Glancing to the table next to us, to my sheer surprise there sits Senator Murray Sinclair along with a young person. A woman soon joins them.
After looking at Sinclair too long – as one does with someone who is so familiar through the media – I spontaneously (and with some feelings of foolishnes for staring) – smile at the Senator. I had always admired his work, especially the connection he created to people through the media. He consistently reminds us – or in fact provides first awareness – of Aboriginal issues that so badly need profile.
In retrospect, I think I was dumbstruck at the happenstance of seeing him along our journey of history. (If ever Senator Sinclair might visit the CNC site, he may recognize the hot and tired duo in the photos from that day).

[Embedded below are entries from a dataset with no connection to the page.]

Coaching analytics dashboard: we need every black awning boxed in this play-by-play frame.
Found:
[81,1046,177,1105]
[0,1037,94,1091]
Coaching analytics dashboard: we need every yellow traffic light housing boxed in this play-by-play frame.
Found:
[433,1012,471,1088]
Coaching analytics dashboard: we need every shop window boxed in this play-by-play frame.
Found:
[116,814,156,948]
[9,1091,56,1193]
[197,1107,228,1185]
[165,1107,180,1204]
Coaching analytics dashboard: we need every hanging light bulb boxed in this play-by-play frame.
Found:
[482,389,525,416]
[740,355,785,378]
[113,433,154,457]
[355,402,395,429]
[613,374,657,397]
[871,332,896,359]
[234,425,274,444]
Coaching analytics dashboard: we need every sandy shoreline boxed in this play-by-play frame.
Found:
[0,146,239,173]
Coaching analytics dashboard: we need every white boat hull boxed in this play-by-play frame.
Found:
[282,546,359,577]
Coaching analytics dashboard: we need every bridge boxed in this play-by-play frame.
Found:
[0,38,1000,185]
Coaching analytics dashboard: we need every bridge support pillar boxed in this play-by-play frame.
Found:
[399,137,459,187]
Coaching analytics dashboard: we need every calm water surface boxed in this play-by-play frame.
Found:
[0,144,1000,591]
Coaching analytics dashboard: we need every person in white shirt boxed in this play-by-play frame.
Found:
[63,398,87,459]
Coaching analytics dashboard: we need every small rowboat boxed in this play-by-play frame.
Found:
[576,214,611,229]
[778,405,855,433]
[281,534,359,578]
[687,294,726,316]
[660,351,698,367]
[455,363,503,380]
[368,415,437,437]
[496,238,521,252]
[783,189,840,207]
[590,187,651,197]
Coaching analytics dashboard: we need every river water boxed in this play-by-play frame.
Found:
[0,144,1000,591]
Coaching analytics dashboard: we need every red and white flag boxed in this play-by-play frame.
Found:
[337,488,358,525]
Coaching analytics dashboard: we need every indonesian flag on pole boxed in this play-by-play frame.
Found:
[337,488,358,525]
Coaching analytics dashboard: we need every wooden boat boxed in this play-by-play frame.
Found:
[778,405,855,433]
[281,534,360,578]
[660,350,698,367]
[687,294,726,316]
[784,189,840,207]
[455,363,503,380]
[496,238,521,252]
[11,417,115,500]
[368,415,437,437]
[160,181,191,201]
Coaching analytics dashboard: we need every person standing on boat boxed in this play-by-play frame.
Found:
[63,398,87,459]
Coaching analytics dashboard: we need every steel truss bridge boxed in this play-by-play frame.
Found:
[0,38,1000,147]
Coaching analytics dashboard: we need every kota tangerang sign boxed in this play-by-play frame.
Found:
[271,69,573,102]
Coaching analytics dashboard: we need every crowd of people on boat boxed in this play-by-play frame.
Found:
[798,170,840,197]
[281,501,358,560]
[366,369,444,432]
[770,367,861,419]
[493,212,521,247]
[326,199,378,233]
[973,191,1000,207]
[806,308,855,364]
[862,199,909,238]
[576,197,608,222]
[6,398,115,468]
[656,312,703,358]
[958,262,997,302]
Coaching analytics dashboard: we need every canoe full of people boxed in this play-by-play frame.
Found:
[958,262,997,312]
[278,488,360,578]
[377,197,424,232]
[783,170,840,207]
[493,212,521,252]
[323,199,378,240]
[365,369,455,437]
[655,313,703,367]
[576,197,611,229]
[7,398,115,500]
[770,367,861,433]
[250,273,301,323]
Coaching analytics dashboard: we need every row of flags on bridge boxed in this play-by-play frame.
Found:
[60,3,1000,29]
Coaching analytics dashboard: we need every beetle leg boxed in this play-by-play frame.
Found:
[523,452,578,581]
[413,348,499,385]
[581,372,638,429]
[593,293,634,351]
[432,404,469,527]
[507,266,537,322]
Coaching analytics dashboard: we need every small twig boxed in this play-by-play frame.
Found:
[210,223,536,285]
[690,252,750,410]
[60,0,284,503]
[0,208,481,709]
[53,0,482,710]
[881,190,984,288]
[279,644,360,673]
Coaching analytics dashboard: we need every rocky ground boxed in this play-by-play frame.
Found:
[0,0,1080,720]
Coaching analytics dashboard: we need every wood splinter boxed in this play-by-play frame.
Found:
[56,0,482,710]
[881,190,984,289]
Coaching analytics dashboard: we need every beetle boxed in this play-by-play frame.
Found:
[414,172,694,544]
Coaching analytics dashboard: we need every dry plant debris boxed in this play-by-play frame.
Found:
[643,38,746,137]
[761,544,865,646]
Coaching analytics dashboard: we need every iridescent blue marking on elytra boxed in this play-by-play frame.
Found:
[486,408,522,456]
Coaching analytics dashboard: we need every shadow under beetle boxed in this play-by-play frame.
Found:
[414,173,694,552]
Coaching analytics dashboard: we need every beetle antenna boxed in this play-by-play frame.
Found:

Sure, another reporter would have immediately asked him about his view of the notice at the museum, and what this might indicate for Canada. But somehow I just sit there in contemplation of these things, and eat my lunch with our two tables set beside each other.
I conclude it is the beginning of a new day for the present into which our past moves.
This is the first in a three-part series on Winnipeg’s early history. Check out Solving the missing millstones mystery and Home life challenging for early settlers by Shirley Kowalchuk on Community News Commons.
I think the “cliffhanger”, Doug, to the following article turns out to be you and Billie, (except it is a tree, not a cliff) -See bottom photo next installment:” Solving the Missing Millstone Mystery”.
Billie the parrot appeared very comfortable seemingly welded to your shoulder as you perched in the tree.
I’m sure his direction came in handy! (He is, after all, used to such things).
Great shot as a result. Thanks to you and Billie.
(Notice the “dressing” or lines on the top of the “table” that were captured in your photo. These grooves cut and ground the grain and funnelled out the flour).
– Shirley
Great historical story Shirley. Can’t wait to read the second instalment. Talk about a cliffhanger!